Shaul made a password that consists of one letter followed by two digits. The two digits are different. How many posible passwords did Shaul choose from?
I dont freakin know thats why i asked
To find the number of possible passwords, we need to consider how many choices there are for each digit.
1. First, we consider the letter. There are 26 letters in the English alphabet.
2. Now, we consider the first digit. Since it can be any digit from 0 to 9, there are 10 choices for the first digit.
3. Lastly, we consider the second digit. Since it needs to be different from the first digit, there are 9 choices for the second digit.

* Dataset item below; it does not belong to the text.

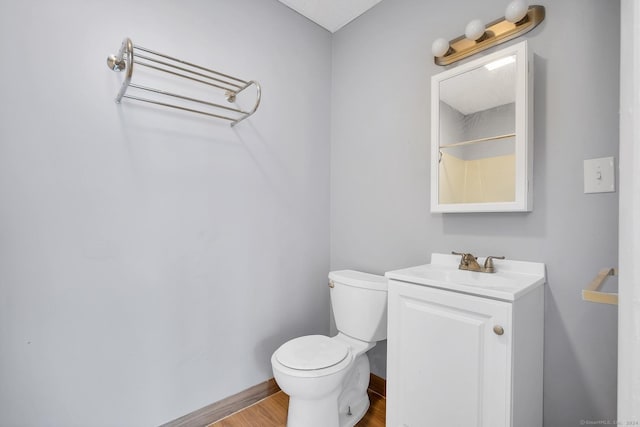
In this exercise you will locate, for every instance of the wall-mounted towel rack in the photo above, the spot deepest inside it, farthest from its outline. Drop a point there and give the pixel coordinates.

To find the total number of possible passwords, we multiply the number of choices for each step together:
Number of possible passwords = Number of choices for letter × Number of choices for first digit × Number of choices for second digit
= 26 × 10 × 9
= 2,340
Therefore, there are 2,340 possible passwords that Shaul could have chosen from.
To find the number of possible passwords that Shaul chose from, we need to consider the total number of options for each position in the password.

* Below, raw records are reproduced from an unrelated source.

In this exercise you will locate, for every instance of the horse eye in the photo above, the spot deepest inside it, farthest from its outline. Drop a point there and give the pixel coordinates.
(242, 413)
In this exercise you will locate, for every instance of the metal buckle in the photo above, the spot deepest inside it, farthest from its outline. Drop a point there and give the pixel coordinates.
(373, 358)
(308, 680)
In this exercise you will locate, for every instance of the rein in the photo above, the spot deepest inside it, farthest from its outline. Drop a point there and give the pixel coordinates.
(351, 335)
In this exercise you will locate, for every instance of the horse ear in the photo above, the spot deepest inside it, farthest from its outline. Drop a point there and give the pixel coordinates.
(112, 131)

For the first position, Shaul can choose any letter of the alphabet, which gives us 26 options.
For the second position, Shaul can choose any digit from 0 to 9, which gives us 10 options.
For the third position, he can choose any digit from 0 to 9 except for the digit chosen in the previous position. Since the two digits must be different, the number of options for the third position is 9.
To find the total number of possible passwords, we multiply the number of options for each position: 26 * 10 * 9 = 2,340.
Therefore, Shaul chose from a total of 2,340 possible passwords.